Project Overview
The continuous increase of (digital) textual content in different languages suggests that the potential demand for translation services by far exceeds the current volume of actual translation orders. One major bottleneck in harvesting this increase in demand is the cost of diversifying the services offered by translation companies, e.g., adapting to new domains of language use (e.g., legal, news, politics, economy, finance, sports, weather reports, appliance manuals, professional email messages). As well as differences in jargon, fixed expressions and idiomatic language use, the translations of individual words and multi-word expressions may differ significantly across different domains.

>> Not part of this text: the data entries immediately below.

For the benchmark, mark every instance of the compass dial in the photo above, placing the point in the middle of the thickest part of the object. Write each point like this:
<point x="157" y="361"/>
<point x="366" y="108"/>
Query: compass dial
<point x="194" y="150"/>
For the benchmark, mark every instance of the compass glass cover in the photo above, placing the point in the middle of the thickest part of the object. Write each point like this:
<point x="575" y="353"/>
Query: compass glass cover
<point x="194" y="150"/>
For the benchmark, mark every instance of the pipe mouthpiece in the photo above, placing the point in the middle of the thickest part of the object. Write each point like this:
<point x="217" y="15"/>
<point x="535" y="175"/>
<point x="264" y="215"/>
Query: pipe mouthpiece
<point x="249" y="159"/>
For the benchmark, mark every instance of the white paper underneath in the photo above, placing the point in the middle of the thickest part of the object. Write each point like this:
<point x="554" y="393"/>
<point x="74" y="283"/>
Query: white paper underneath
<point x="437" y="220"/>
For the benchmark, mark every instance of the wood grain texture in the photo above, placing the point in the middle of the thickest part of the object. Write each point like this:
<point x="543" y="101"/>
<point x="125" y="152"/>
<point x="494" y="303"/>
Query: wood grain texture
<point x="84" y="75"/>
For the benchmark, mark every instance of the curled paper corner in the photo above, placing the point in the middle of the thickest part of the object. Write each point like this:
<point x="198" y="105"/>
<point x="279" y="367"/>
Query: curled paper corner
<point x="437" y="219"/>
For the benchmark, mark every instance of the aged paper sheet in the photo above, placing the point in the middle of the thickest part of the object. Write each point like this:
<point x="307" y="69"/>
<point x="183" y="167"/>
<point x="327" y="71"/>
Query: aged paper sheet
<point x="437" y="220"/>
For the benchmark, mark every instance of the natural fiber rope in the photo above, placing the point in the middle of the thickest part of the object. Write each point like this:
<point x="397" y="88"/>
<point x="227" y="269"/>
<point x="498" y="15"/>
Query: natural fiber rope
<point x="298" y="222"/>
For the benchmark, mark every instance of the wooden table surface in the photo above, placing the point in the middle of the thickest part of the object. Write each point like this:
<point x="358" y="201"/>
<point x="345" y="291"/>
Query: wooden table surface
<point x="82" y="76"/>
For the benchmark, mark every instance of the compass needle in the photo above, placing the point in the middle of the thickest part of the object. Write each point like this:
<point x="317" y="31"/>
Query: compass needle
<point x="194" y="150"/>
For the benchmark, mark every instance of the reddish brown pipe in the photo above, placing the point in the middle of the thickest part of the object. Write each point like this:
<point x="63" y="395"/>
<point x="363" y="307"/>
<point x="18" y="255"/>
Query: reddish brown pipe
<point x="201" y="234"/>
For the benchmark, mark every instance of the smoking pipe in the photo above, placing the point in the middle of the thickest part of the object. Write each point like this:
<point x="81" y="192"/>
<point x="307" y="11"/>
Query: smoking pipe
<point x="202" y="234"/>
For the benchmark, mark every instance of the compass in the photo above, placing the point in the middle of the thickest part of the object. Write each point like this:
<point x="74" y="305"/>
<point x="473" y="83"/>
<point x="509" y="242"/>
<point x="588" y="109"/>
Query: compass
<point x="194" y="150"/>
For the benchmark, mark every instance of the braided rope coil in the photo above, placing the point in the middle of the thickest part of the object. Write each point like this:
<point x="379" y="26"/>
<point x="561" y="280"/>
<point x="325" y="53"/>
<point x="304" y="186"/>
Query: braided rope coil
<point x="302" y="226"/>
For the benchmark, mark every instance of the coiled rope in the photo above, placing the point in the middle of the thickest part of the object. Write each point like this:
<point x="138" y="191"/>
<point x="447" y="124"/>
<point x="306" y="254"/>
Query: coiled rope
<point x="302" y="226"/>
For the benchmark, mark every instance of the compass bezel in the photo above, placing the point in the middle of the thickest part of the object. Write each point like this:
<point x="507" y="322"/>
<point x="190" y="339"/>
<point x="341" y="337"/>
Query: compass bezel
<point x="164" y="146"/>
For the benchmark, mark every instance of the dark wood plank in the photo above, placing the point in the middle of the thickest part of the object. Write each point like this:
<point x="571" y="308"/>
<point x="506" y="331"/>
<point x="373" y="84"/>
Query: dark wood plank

This proposal aims at providing automatic methods for inducing dedicated translation aids from large translation data that enable rapid, user-driven, low-cost adaptation of translation services to meet market demand.
We take inspiration from user studies that show that automatic translation aids lead to increased productivity in translation (up to four times). In this proposal we want to make a major leap from static, costly acquisition of automatic translation aids to rapid, user-driven, domain-adaptation methods. We start out from the idea that when massive translated data is accumulated, continuously replenished and shared by a diverse enough set of translation companies, a practical perspective on solving the adaptation bottleneck becomes possible. By statistically weighting translation data for relevance to a desired domain, statistical machine translation (SMT) methods can be extended to induce a variety of domain-specific translation aids to fit user demand.
This project will exploit the massive translation data repository housed by the TAUS Data Association (TDA). The project will build an automatic Data-Powered, Example-Driven Translation Adaptor (called DatAptor) that automatically compiles translation memories, engines as well as hierarchically structured translations that are optimized for a desired domain exemplified by a user-supplied text sample. For realizing the DatAptor methodology, the present project concentrates on three major research challenges:
Main Objectives
- How to select and weight translation examples in the TDA repository according to relevance for a user-supplied example text representing a certain domain? The measure of relevance is optimized for translation quality.
- How to automatically train and adapt a translation system (or components)for optimized performance on similar future texts from the desired domain? and
- How to extract hierarchically structured sets of translation equivalents that provide a more extensive and advanced representation than dictionaries and phrase translation tables.